The few sentences they had exchanged had been in French. “Princess, I want to apologize—yes, a thousand times,” Drexel said hurriedly in English, “for the caddish way I spoke to you four nights ago.”
Her answer was to gaze at him with a puzzled, blank expression.
“I cannot tell you how ashamed I am,” Drexel hurried on. “And I want to assure you”—this barely above a whisper and with all his earnestness—“that I shall never breathe a word of your secret.”
Still the puzzled, blank expression.
“Won’t you—after a time—forgive me? And won’t you trust me?”
Still she wore the same non-understanding look.

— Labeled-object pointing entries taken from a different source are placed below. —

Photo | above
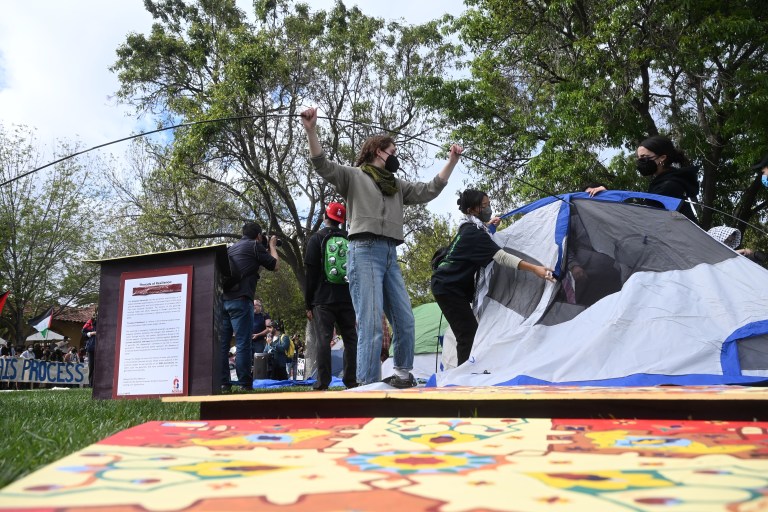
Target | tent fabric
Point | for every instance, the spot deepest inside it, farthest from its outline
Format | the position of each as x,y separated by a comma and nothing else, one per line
662,303
430,327
430,324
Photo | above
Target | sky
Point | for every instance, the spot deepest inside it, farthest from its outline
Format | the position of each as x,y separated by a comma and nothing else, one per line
55,57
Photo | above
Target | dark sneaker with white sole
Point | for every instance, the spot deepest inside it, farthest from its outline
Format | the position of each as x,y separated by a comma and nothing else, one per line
397,382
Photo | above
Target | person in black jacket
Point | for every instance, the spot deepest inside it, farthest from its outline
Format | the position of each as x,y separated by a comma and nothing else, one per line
671,173
246,256
453,281
329,304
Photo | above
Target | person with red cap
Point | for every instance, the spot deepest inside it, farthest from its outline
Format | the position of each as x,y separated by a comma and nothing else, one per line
327,297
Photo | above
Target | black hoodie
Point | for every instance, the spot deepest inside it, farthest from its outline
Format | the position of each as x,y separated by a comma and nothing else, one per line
681,183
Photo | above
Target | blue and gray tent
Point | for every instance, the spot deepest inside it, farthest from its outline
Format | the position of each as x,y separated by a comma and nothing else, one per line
654,300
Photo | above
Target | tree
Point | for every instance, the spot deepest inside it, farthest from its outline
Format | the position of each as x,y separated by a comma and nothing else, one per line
50,224
204,61
561,93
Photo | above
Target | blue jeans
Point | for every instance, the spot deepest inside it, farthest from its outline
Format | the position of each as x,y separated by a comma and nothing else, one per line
237,318
377,286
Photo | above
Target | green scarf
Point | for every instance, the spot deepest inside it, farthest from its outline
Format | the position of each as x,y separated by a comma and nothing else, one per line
384,179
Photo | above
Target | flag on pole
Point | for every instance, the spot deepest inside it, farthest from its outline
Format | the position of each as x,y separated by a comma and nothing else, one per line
43,322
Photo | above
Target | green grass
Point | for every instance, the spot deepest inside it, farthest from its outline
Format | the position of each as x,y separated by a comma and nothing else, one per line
41,426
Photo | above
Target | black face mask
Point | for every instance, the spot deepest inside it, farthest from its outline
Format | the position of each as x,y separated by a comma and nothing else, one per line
485,214
646,166
392,164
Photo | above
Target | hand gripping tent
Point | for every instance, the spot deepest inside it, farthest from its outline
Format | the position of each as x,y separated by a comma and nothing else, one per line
644,297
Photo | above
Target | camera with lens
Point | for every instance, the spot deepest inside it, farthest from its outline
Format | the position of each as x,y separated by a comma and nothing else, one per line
265,240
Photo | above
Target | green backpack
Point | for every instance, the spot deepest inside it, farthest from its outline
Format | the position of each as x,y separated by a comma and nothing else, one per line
335,247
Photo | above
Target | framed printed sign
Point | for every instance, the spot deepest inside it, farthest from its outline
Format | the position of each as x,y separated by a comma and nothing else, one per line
152,342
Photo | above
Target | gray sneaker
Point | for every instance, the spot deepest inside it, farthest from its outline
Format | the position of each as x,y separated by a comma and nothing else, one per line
397,382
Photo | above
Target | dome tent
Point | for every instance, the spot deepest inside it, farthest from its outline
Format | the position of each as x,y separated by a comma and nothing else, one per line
662,302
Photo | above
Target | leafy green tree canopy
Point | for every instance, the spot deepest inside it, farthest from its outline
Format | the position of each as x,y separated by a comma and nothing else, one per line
560,93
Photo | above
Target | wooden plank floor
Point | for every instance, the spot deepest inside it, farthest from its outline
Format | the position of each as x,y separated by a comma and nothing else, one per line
733,403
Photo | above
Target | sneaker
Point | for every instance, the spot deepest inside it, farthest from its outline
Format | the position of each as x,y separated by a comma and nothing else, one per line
397,382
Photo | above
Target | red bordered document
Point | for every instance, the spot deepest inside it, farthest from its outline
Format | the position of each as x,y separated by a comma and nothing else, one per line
152,344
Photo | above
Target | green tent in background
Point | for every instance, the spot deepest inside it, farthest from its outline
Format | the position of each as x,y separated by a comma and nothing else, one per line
430,323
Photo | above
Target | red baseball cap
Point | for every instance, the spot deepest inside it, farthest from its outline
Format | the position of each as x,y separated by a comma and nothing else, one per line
336,211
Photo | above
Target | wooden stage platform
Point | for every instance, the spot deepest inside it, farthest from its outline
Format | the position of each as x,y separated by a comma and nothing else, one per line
734,403
538,448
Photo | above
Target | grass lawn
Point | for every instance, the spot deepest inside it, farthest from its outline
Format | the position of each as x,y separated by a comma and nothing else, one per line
40,426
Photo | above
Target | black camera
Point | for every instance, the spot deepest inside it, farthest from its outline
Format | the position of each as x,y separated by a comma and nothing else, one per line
265,241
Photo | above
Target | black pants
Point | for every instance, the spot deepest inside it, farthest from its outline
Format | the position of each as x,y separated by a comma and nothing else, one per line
324,317
458,312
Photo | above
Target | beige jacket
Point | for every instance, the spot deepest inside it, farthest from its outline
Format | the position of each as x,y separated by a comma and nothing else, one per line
368,210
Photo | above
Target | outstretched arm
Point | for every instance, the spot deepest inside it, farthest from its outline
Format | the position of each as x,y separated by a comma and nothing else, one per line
453,159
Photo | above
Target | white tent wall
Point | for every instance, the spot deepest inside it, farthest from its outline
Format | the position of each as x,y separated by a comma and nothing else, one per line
670,323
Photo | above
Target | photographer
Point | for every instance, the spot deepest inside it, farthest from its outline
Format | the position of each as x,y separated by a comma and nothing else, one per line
246,256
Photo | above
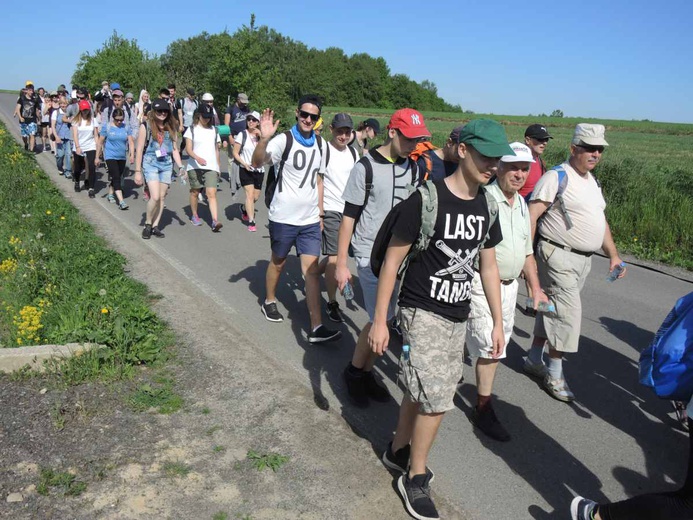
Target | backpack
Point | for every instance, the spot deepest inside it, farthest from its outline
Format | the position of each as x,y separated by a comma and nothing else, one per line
420,151
667,364
429,215
275,179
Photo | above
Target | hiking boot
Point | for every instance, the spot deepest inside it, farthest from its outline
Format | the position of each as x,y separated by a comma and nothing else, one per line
375,390
157,232
489,424
397,461
322,335
582,508
334,313
416,493
147,231
271,312
356,388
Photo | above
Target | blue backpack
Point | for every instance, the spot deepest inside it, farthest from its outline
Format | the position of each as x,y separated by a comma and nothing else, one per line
667,364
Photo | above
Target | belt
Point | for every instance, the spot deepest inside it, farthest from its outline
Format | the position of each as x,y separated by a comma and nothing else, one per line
566,248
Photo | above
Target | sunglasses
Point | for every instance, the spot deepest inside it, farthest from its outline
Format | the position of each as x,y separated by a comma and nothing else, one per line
308,115
591,149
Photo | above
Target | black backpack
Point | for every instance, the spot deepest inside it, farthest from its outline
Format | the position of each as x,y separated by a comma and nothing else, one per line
275,179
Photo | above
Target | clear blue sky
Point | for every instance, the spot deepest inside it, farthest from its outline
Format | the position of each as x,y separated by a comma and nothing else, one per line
609,59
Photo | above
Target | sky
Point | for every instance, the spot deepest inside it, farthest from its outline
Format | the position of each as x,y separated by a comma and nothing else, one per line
614,59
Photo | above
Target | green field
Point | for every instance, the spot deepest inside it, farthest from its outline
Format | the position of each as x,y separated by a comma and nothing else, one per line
646,174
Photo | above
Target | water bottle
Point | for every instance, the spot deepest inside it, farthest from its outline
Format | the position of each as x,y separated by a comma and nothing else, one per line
613,275
348,292
543,307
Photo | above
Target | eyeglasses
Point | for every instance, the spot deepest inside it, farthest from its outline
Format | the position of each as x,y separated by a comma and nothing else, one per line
591,149
308,115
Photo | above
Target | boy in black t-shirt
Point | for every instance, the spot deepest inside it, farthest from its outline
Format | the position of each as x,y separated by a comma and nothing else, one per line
434,302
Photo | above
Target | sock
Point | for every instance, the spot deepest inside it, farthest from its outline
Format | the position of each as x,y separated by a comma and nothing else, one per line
556,368
536,353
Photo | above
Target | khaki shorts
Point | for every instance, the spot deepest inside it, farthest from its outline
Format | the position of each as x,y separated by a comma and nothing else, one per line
436,358
562,275
480,322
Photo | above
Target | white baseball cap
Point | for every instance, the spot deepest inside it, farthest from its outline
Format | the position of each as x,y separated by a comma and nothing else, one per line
522,153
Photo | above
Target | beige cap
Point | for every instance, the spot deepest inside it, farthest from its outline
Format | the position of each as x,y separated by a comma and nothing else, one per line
590,134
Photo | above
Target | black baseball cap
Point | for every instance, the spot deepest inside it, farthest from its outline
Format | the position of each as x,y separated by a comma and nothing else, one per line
537,131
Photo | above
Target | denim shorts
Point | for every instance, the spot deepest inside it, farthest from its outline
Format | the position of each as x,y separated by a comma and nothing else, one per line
156,170
284,236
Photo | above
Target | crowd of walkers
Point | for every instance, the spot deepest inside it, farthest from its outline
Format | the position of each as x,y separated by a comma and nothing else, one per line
441,238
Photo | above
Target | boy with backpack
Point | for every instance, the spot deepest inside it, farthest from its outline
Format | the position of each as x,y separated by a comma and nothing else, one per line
378,182
435,300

Suddenly a dazing idea flashed into him. “Perhaps you do not speak English?” he asked in French.
She smiled faintly, in amused bewilderment. “Yes—a vair leetle,” she said, in anything but Sonya’s pure and fluent English. “I understand Meestair Drexel’s words. But what he means—” She shook her head. “I think you make some meestake.”
She was carried away from him before he could speak again, giving him a half-friendly nod from her imperious head. After all, had he made a mistake? After all, was it possible that she was not Sonya? Could it be that he was the witness and victim of one of those strange caprices of nature which now and again casts two unrelated persons, perhaps from the extremes of the social scale, in the same mould? Could it be that Sonya was merely the double of Princess Valenko? Or was this just an unparalleled exhibition of nerve on the princess’s part—a marvellous bit of acting?
Never was a man more mystified than Drexel. All during the ball the questions ran through his mind, and sometimes the answers were yes, and sometimes no. Once he danced with the princess, but that relieved his bewilderment not at all, for she was perfectly at her ease, smilingly remarked once or twice in her hesitating English upon his mistake, and accorded him that faintly gracious treatment such a high-born beauty might naturally bestow upon a relative of a relative-to-be.